Quando morre um grande escritor

[dropcap]N[/dropcap]a passada quinta-feira, morreu um grande escritor brasileiro, oriundo de Jaguarão, Rio Grande do Sul, na fronteira com o Uruguai. Aldyr Garcia Schlee morreu em sua casa, na cidade de Pelotas, a uma semana de completar 84 anos de idade e poucos dias depois de lançar o seu mais recente romance O Outro Lado, na Feira do Livro de Porto Alegre. Era considerado um dos grandes contistas brasileiros, embora estivesse sendo a ser lembrado pelo facto de aos 19 anos, em 1953, ter sido o autor da equipamento da selecção brasileira, a canarinha. A camisola verde-amarela desenhada por Schlee foi eleita num concurso organizado pelo jornal Correio da Manhã, após a derrota na final da Copa de 1950, para o Uruguai.

Aldyr Garcia Schlee teve grande reconhecimento como contista nos anos 80 do século passado, com os livros Contos de Sempre (1983) e Uma Terra Só (1984), mas depois foi aos poucos desaparecendo do mapa brasileiro, ficando cada vez mais restrito à sua terra natal, Jaguarão, e à sua terra de adopção Pelotas. Será já no início deste século que o artista plástico Alfredo Aquino inaugura uma editora em Porto Alegre, a ardotempo, e passa a editar novos livros de Schlee e a reeditar os antigos, fazendo reavivar a chama do escritor. Neste período escreve dois livros absolutamente memoráveis: Limites do Impossível – Contos Gardelianos (2009) e o romance sinfónico Don Frutos (2010).

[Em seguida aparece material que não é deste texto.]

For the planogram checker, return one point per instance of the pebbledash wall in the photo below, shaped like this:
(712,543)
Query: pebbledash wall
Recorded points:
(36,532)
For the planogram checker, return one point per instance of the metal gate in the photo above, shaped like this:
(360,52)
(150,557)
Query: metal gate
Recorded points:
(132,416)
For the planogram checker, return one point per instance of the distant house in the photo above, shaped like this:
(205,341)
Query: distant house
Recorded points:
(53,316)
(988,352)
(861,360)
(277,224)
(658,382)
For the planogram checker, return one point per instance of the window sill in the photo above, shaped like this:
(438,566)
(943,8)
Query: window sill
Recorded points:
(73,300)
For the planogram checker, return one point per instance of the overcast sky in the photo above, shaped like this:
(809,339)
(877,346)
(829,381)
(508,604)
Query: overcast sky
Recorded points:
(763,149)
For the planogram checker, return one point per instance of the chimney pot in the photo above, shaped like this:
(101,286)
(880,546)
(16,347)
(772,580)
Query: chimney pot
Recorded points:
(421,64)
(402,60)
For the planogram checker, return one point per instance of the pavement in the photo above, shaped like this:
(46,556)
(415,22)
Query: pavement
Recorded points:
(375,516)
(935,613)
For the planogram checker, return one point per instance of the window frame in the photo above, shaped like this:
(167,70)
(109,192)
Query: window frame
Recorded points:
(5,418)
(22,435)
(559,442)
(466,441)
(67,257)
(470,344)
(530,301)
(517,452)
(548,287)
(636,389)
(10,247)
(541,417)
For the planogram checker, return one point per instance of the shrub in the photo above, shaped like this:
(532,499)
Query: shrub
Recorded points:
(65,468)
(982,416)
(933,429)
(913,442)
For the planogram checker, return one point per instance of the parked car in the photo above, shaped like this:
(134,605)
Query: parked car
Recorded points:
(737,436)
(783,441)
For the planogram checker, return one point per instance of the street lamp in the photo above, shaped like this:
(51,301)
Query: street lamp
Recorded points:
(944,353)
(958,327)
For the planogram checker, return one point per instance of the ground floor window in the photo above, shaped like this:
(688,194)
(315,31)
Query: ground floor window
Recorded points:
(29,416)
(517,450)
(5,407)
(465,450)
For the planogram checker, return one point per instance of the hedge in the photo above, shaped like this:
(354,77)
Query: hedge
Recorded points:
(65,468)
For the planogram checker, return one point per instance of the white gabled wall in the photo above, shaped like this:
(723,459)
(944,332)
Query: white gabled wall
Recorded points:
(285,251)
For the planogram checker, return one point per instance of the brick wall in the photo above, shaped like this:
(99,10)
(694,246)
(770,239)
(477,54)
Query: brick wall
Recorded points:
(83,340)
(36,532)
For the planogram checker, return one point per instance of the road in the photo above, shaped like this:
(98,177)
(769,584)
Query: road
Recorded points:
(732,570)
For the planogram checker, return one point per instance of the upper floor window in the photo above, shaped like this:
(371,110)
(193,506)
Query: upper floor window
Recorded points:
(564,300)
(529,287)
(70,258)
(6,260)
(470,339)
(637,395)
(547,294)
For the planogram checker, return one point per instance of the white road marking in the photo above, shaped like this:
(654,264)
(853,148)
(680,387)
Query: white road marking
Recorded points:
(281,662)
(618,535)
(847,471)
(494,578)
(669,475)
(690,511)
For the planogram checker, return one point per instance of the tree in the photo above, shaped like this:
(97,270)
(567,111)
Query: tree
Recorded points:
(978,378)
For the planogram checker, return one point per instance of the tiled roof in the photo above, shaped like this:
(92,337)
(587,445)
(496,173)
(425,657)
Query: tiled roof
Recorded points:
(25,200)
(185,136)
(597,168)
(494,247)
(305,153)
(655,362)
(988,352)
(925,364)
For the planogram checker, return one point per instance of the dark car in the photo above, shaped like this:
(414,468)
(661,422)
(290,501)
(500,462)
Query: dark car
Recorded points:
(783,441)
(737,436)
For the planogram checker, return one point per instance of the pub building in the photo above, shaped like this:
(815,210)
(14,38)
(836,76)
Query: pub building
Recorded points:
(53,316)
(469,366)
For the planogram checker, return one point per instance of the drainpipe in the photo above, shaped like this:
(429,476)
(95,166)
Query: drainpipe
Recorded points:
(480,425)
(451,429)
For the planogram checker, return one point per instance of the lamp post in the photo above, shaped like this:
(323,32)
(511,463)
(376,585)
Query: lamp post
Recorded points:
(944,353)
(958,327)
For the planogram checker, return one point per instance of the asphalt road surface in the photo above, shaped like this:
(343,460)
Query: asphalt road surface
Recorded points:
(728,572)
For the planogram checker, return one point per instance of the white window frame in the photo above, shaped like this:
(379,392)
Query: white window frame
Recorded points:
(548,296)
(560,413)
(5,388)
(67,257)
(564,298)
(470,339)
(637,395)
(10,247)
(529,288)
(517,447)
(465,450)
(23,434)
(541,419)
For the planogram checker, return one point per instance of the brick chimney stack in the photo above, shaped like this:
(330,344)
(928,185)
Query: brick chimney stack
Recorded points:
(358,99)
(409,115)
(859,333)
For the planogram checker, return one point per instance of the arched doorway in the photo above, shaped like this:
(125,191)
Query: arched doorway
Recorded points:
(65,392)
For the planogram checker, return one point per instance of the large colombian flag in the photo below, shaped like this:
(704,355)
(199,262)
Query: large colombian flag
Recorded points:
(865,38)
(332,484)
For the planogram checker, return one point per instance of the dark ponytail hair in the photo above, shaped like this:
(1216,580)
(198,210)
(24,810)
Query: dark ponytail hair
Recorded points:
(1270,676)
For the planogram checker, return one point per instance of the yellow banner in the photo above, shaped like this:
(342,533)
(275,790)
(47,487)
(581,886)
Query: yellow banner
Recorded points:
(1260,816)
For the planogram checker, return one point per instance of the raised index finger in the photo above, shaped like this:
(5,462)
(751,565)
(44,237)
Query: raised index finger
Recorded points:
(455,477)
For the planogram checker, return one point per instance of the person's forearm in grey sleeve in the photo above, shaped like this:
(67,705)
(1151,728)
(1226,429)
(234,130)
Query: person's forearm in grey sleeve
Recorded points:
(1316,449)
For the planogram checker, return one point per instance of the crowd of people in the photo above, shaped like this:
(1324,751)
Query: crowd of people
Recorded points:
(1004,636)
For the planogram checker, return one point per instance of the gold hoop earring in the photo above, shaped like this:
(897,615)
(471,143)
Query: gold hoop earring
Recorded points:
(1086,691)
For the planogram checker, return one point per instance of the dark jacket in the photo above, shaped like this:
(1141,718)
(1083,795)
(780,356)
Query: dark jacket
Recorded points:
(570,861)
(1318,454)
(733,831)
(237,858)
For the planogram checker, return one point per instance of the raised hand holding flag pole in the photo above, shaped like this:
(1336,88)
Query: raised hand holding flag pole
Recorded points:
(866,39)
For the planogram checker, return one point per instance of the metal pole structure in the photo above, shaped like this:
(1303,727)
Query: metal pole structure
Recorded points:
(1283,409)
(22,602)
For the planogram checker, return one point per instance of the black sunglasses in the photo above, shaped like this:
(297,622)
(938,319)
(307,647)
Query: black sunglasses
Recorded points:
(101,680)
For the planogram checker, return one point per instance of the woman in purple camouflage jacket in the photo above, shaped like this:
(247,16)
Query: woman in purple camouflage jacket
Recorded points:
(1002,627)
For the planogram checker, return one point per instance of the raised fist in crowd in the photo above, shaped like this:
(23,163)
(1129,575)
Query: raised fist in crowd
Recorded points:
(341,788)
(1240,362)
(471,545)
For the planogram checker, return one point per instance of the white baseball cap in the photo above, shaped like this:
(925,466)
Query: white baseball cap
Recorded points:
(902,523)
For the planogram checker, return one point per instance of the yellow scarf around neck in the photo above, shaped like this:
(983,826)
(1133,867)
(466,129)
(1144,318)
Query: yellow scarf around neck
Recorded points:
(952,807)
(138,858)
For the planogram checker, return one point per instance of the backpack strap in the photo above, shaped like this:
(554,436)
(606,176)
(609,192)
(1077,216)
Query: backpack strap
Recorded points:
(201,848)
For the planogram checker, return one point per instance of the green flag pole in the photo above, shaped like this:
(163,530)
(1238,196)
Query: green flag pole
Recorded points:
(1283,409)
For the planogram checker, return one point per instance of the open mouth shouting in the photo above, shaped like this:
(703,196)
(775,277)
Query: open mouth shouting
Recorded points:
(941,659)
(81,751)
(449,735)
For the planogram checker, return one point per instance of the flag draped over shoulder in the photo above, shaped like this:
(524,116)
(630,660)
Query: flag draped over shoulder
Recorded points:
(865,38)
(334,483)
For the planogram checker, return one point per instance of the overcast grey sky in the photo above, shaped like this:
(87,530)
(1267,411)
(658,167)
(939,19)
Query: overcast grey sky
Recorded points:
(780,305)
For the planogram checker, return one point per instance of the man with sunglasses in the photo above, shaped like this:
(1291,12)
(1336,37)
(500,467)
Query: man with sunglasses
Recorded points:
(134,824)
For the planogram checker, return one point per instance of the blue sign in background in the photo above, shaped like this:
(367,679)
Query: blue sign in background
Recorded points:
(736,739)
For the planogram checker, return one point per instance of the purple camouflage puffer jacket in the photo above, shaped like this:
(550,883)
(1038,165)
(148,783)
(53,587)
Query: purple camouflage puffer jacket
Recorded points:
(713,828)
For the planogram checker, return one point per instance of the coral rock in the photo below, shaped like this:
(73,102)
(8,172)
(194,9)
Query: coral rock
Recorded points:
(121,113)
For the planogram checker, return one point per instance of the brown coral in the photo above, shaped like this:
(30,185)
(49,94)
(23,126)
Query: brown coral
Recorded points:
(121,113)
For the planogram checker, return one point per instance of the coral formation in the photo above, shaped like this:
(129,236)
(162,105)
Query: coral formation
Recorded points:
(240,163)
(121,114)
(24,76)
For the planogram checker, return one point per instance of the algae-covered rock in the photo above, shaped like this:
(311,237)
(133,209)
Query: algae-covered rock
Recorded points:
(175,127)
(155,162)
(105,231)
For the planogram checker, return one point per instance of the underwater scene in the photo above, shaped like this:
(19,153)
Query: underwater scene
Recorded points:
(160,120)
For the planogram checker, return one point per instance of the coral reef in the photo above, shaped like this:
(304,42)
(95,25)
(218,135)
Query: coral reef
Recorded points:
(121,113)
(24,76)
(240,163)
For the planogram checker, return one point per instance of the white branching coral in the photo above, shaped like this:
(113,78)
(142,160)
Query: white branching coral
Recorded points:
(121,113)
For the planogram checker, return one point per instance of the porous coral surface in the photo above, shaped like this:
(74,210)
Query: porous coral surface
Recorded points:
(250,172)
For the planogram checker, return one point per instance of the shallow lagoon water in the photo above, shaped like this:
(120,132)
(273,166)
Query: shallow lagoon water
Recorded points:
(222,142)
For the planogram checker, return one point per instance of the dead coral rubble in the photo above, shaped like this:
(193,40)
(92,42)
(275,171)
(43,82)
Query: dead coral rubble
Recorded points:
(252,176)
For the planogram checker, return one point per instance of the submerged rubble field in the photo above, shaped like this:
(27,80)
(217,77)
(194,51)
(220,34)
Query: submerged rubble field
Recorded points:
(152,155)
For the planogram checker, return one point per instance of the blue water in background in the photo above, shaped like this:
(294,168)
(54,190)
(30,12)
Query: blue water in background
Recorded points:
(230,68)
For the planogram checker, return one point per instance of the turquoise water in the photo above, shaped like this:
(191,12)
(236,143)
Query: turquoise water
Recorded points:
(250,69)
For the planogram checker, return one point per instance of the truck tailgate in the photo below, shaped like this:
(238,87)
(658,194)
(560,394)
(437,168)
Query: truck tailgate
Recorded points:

Este meu texto, que é simultaneamente um elogio fúnebre e um encómio, deriva de ter privado com o escritor e de ter pelos seus livros, principalmente o seu Don Frutos – e também Limites do Impossível – uma admiração sem medida. Tentarei aqui reviver o escritor através do seu Don Frutos, de uma leitura desta obra magna.

A obra de Aldyr Garcia Schlee tende para o mundo todo. Traz a ambição humana de tocar o mundo todo e nessa ambição nos mostra esse humano, o humano universal, ontológico, enraizado numa terra de fronteira, como se por metáfora do que é a nossa vida, fronteira entre nada e coisa nenhuma, e ponte entre o mistério e o desconhecido. E uma das questões de fundo, primordiais de todo o projecto literário de Aldyr Garcia Schlee poderá ser expresso do seguinte modo: só irá permanecer aquilo que ficar escrito; só a palavra escrita se salva e, com sua salvação, a salvação das coisas (ou transformação delas). Veja-se o que está escrito à página 66: “(…) pois o que não estava escrito… não era! (…) Só fica o que está escrito no papel (era como se tivesse pensado; e pudesse dizer: o que está escrito acaba sendo a única verdade, mesmo que seja mentira; porque a memória não pode desmentir a verdade que tenha sido falsificada e que fica no papel; (…))” Aqui está o que leva o escritor em causa a escrever. Ele não escreve ficção, ele recria a realidade. Em verdade, ele cria a realidade, cria aquilo que aconteceu, ainda que nunca tenha acontecido. Só uma coisa interessa a Aldyr Garcia Schlee: reescrever os acontecimentos, isto é, remendar a história. Melhor: corrigir a história. O que aconteceu não importa, o que importa é o que deveria ou poderia ter acontecido. Escrever é criar o mundo.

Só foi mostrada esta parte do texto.